Questa mattina a Palazzo delle Aquile, il sindaco Leoluca Orlando ha conferito la cittadinanza onoraria di Palermo al comandante provinciale dei carabinieri, colonnello Antonio Di Stasio. Il conferimento  è stato dato, tra l’altro, “per l’intenso lavoro svolto da quando ha assunto la direzione del Comando Provinciale dei Carabinieri di Palermo, garantendo la tutela della pubblica incolumità, la lotta alle attività delinquenziali, un capillare controllo delle diverse aree della Città, per il costante impegno dimostrato in relazione all’attività di contrasto alla criminalità mafiosa, evidenziato tra l’altro nell’operazione Cupola2.0 che nel produrre numerosi arresti, tra i quali quello del nuovo capo della commissione provinciale mafiosa palermitana, ne ha disarticolato la struttura, impedendone di fatto la riorganizzazione, oltre per la vicinanza dimostrata ai cittadini, affiancando all’azione ordinaria di contrasto e prevenzione dei reati, il partecipe dialogo con il territorio, con particolare attenzione al centro storico e ai quartieri di periferia, tra gli altri significativamente Brancaccio e San Filippo Neri”.

“Questo – ha detto il sindaco Orlando – è un riconoscimento personale ma è anche un riconoscimento per l’Arma dei Carabinieri che quotidianamente lavora per l’affermazione dei valori e della cultura della legalità attraverso brillanti operazioni di repressione alla criminalità e allo straordinario impegno per la promozione delle regole nei diversi quartieri della nostra città con l’importante coinvolgimento della società civile e della scuola”. Il Colonnello Di Stasio ha suggellato l’evento con le seguenti parole di ringraziamento: “Grazie signor Sindaco, grazie Palermo, vado via con un arrivederci sincero profondamente commosso per l’alto riconoscimento che dedico a tutti i Carabinieri di Palermo perché senza di loro non sarei qui oggi, a mia moglie e alle mie figlie per avermi sostenuto e ai miei genitori per i sacrifici fatti. Grazie di vero cuore!” Il Comandante Provinciale ha poi salutato i bambini del quartiere Zen (che aveva invitato per l’occasione) a testimonianza del proficuo dialogo che l’Arma, in virtù della sua secolare vocazione territoriale, è riuscita ad instaurare con i cittadini, soprattutto in quelle aree caratterizzate da significative criticità sociali.

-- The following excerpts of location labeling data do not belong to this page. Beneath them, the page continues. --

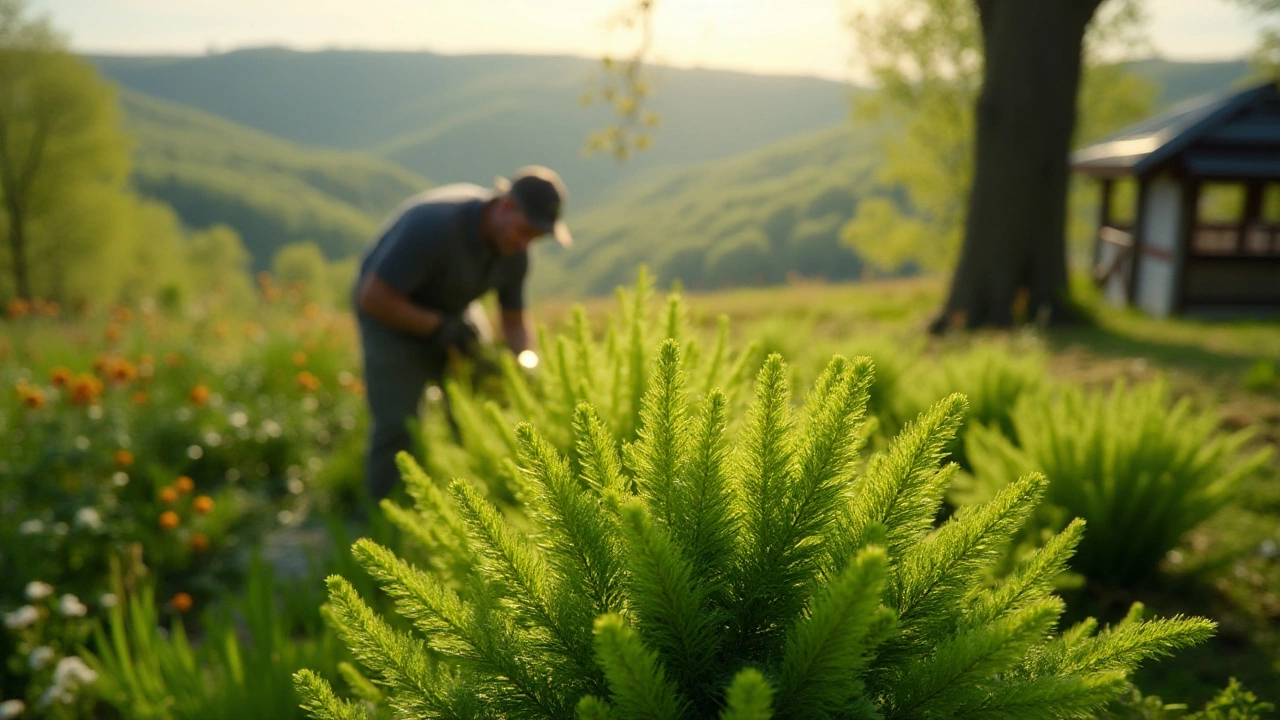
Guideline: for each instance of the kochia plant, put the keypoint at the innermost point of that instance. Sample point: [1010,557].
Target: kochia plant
[699,575]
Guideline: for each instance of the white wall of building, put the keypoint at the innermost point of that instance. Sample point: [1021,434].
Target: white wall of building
[1162,217]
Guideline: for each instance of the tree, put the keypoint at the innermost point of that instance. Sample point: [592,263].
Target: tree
[926,58]
[1014,242]
[58,132]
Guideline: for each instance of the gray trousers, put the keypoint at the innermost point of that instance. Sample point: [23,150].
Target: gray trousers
[397,370]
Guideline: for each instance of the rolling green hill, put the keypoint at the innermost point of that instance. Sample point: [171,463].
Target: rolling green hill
[760,218]
[470,118]
[272,191]
[749,181]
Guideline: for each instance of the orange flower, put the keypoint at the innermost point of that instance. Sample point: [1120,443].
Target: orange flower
[199,396]
[60,377]
[85,390]
[307,381]
[169,520]
[123,372]
[32,397]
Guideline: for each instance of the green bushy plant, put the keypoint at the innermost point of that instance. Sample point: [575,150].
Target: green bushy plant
[240,668]
[576,367]
[1142,470]
[700,573]
[991,377]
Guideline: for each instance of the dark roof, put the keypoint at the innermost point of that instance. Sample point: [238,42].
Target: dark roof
[1233,133]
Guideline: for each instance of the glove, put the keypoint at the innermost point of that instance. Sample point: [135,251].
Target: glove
[457,333]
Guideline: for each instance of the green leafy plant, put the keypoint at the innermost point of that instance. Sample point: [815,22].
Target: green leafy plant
[1142,470]
[240,668]
[699,575]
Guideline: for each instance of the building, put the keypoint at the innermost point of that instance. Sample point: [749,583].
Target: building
[1203,235]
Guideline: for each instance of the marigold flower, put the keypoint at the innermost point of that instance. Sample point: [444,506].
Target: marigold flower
[123,372]
[85,390]
[307,381]
[32,397]
[60,377]
[199,396]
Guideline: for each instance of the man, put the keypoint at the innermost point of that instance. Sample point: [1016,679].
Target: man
[439,253]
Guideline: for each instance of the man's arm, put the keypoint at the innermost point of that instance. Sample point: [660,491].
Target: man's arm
[515,331]
[392,308]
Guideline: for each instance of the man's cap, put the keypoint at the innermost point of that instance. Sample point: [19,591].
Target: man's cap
[540,195]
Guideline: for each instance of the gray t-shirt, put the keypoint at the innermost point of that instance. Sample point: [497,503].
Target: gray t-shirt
[432,251]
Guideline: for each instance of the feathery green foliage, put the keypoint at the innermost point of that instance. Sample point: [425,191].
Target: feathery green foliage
[1139,469]
[745,577]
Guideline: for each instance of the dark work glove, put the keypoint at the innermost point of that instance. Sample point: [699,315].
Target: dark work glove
[457,333]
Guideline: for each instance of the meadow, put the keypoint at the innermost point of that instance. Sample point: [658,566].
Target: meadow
[178,483]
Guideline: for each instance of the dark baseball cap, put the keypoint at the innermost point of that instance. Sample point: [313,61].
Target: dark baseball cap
[540,195]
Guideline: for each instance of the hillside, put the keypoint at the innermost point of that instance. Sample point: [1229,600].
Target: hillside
[272,191]
[760,218]
[472,117]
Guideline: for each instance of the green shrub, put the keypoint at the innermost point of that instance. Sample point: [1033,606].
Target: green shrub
[1139,469]
[147,674]
[576,368]
[698,575]
[991,377]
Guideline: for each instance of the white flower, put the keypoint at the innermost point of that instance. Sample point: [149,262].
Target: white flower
[71,606]
[39,591]
[88,518]
[40,657]
[72,671]
[21,618]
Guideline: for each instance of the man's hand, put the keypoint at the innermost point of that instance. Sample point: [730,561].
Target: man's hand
[457,333]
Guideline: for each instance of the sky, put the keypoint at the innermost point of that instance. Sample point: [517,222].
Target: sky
[763,36]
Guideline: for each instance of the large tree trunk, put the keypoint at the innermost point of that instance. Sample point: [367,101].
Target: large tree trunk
[1013,264]
[18,250]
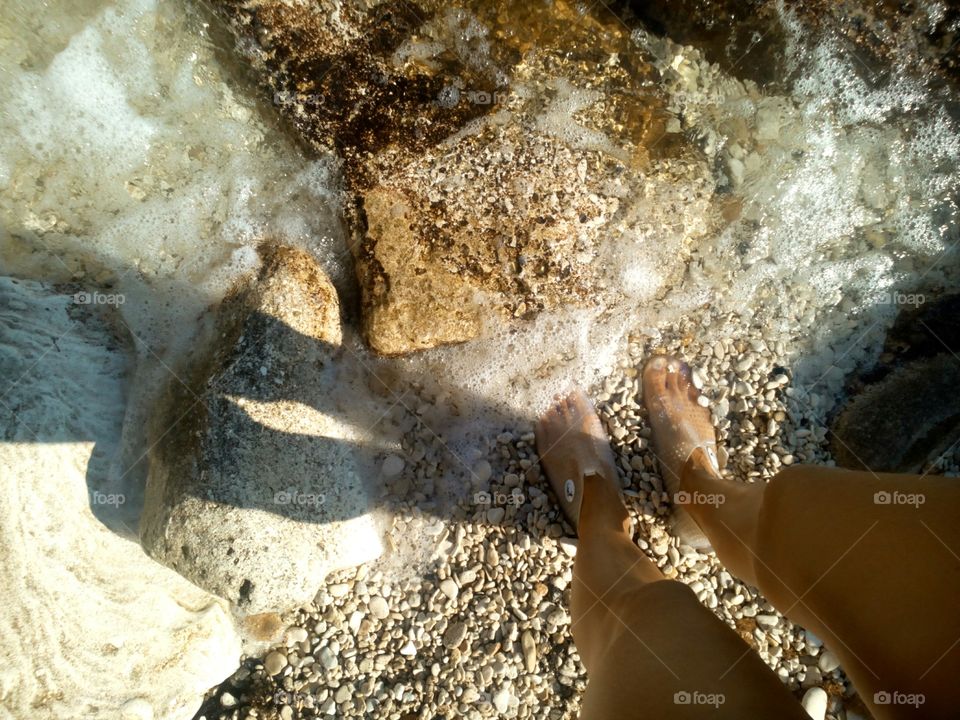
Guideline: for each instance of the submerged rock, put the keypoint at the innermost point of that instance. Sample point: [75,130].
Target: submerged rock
[906,410]
[491,175]
[255,490]
[90,626]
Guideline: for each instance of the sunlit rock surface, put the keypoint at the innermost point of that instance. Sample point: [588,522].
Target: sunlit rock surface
[255,490]
[486,168]
[90,627]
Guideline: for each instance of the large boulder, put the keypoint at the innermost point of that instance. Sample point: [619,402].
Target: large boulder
[90,626]
[255,488]
[490,176]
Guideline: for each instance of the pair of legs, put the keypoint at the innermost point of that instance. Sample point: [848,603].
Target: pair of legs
[870,563]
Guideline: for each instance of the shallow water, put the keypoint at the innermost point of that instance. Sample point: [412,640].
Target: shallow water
[139,160]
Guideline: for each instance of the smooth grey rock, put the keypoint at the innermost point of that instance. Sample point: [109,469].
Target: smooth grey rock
[254,490]
[90,626]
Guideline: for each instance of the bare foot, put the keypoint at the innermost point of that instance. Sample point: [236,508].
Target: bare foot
[681,429]
[572,446]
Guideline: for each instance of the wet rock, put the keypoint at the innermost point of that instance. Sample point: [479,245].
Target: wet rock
[90,626]
[254,490]
[906,410]
[485,180]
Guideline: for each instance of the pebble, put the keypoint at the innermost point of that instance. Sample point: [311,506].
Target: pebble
[454,635]
[474,638]
[327,658]
[529,647]
[449,588]
[568,546]
[295,635]
[392,466]
[815,703]
[501,700]
[338,590]
[378,606]
[828,662]
[408,650]
[274,663]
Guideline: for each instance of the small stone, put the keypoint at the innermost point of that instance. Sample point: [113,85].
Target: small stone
[815,703]
[449,588]
[392,466]
[274,663]
[408,650]
[482,472]
[568,546]
[454,634]
[338,589]
[813,677]
[828,662]
[501,700]
[379,608]
[295,634]
[529,647]
[327,658]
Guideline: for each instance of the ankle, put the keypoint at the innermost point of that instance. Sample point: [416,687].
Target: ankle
[602,507]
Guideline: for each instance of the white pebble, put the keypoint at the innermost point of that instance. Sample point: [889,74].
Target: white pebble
[815,703]
[449,588]
[828,662]
[501,700]
[392,466]
[275,662]
[379,607]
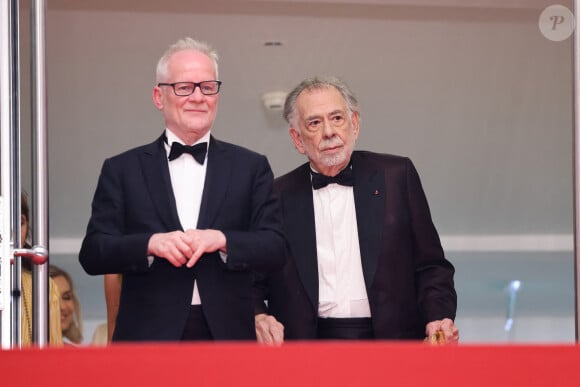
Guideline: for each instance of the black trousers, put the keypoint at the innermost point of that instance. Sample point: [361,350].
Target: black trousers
[351,328]
[196,328]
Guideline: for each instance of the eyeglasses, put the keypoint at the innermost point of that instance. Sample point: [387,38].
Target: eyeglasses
[183,89]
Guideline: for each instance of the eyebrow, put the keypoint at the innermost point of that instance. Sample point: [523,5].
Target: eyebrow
[314,116]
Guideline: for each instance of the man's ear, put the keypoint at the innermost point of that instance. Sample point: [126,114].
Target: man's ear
[355,122]
[297,140]
[157,96]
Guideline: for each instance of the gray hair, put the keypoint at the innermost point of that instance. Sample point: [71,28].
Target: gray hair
[318,83]
[183,45]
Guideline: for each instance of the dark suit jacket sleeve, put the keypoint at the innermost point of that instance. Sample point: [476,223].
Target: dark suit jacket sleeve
[434,274]
[262,245]
[106,247]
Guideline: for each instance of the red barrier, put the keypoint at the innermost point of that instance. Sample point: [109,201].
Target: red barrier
[296,364]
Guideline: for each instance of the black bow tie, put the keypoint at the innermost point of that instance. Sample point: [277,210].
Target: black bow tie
[198,151]
[343,178]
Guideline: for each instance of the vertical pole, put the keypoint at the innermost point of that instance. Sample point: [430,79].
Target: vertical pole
[40,172]
[15,177]
[576,99]
[5,211]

Il Col. Di Stasio ha ringraziato ed ha manifestato la sua soddisfazione per il prestigioso riconoscimento, sottolineando che il merito dei risultati ottenuti è da ricondurre all’appoggio dei suoi superiori, ai Carabinieri che operano nella provincia di Palermo, alla sinergia istituzionale creatasi tra l’Arma dei Carabinieri, la Prefettura, la Procura e le altre Forze di Polizia. L’unione di competenze e professionalità ha, infatti, consentito un’esponenziale crescita della società cittadina e del suo tessuto sociale. Il Comandante Provinciale ha evidenziato di avere continuato il lavoro dei suoi predecessori, augurandosi che i suoi successori possano a loro volta proseguire nella direzione tracciata e ricordando gli insegnamenti dei grandi filosofi ha rimarcato che sono i valori  morali a dover guidare i comportamenti di ciascuno di noi e soprattutto di chi è chiamato a lavorare per la società che solo così potrà definitivamente rinnovarsi. All’incontro hanno presenziato i bambini del quartiere zen a testimonianza del proficuo dialogo che l’Arma e riuscita ad instaurare con il territorio anche in quelle zone caratterizzate in virtù della sua secolare vocazione territoriale, è riuscita ad instaurare con i cittadini, soprattutto in quelle aree caratterizzate da significative criticità sociali. Nel quartiere Zen i Carabinieri hanno avviato un’innovativa attività di tutoraggio in favore dei bambini che grazie a ciò vedono i Carabinieri non più “ gli sbirri” ma i maestri. L’iniziativa che ha dato sorprendenti risultati potrà sicuramente essere estesa ad altri quartieri a rischio.